Additionally, other LUCI services are used, including:
* [Auth Service](https://github.com/luci/luci-py/tree/master/appengine/auth_service),
a configurable hosted access control system.
* [Configuration Service](https://github.com/luci/luci-py/tree/master/appengine/config_service),
a simple repository-based configuration service.
## Instantiation
To instantiate your own LogDog instance, you will need the following
prerequisites:
* A **Configuration Service** instance.
* A Google Cloud Platform project configured with:
* Datastore
* A Pub/Sub topic (Butler) and subscription (Collector) for log streaming.
* A Pub/Sub topic (Coordinator) and subscription (Archivist) for archival
coordination.
* A Container Engine instance for microservice hosting.
* A BigTable cluster.
* A Cloud Storage bucket for archival staging and storage.

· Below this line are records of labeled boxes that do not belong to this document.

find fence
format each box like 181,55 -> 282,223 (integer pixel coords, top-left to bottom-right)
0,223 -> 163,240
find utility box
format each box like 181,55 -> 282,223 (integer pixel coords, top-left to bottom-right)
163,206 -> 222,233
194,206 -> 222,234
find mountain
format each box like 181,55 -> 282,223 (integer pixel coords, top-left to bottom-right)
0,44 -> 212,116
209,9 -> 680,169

Other compatible optional components include:
* An **Auth Service** instance to manage authentication. This is necessary if
something stricter than public read/write is desired.
### Config
The **Configuration Service** must have a valid service entry text protobuf for
this LogDog service (defined in
[svcconfig/config.proto](api/config/svcconfig/config.proto)).
### Coordinator
After deploying the Coordinator to a suitable cloud project, several
configuration parameters must be defined visit its settings page at:
`https://<your-app>/admin/portal`, and configure:
* Configure the "Configuration Service Settings" to point to the **Configuration
Service** instance.
* If using timeseries monitoring, update the "Time Series Monitoring Settings".
* If using **Auth Service**, set the "Authorization Settings".
If you are using a BigTable instance outside of your cloud project (e.g.,
staging, dev), you will need to add your BigTable service account JSON to the
service's settings. Currently this cannot be done without a command-line tool.
Hopefully a proper settings page will be added to enable this, or alternatively
Cloud BigTable will be updated to support IAM.